Harnessing NeRFs and Exploring Volumetric Applications

October 12, 2023 • 15 minute read

We caught up with our dedicated Research & Development team, who are continuously exploring what's possible in the world of virtual humans and environments, from volumetric video to NeRFs, AI, virtual production, and beyond.

A Close Look at NeRFs

We're pursuing a number of goals in NeRF-land; exploring NeRFs (Neural Radiance Fields) that capture whole environments, NeRFs that move, and NeRFs that are relightable. 

NeRFs create 3D renderings of objects or scenes from 2D images through the application of sophisticated machine learning techniques (be sure to watch Corridor Crew's video for an excellent introduction). NeRFs are 3D reconstructions that don’t rely on conventional or texture-based meshes in their base structure.

Capturing Environments

We’ve seen NeRFs from cameras that either look inwards onto a centre or in one direction.  The Fast Free NeRF academic paper describes a mechanism to create NeRFs from images along an arbitrary camera flight path. This is the first open-source code we’ve seen that deals with wide-open spaces. 

Our team put it to the test and succeeded in getting this data into their format. Even though the presented video looks inward, we know the technique works for free flight too. 

Key takeaway: This capability is significant, as we can leverage the same high realism that NeRFs bring to centre-stage actors for our LED wall environments too.
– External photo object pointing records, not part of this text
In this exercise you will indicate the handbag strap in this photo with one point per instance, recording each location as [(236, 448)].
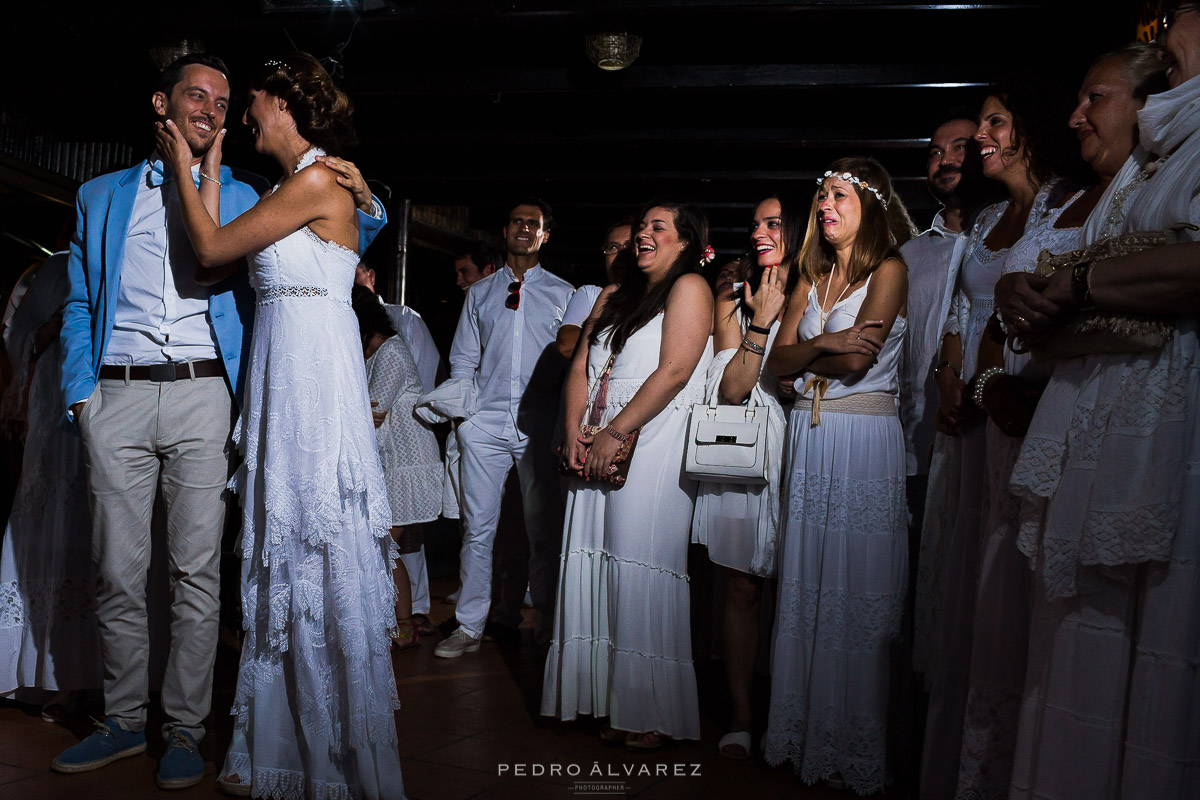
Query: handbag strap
[(598, 395)]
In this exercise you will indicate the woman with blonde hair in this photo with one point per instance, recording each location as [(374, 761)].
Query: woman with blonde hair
[(843, 559)]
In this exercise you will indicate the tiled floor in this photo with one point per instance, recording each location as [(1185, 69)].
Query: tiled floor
[(468, 728)]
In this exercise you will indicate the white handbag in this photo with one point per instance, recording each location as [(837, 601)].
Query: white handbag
[(727, 444)]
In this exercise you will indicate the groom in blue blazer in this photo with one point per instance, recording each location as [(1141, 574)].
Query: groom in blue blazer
[(153, 376)]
The advantage of having to work with highly-constrained camera set-ups is a real bonus.

Moving NeRFs

On the moving NeRF front, our team has captured sequences frame-by-frame, but that leads to inconsistencies between frames, especially in the lighting. Any given NeRF is stored as a long list of numbers - the weights in a neural network - and the MLPMaps paper describes a way to describe the differences between consecutive NeRF frames as weights in a neural network too. 

In this research project, the video below presents a sequence featuring one of our favourite tennis players. We have applied the approach outlined in the MLPMaps paper to create a sequence of neural networks for playback. Currently, this technique is limited to human actors, but the real achievement lies in understanding the overarching network approach.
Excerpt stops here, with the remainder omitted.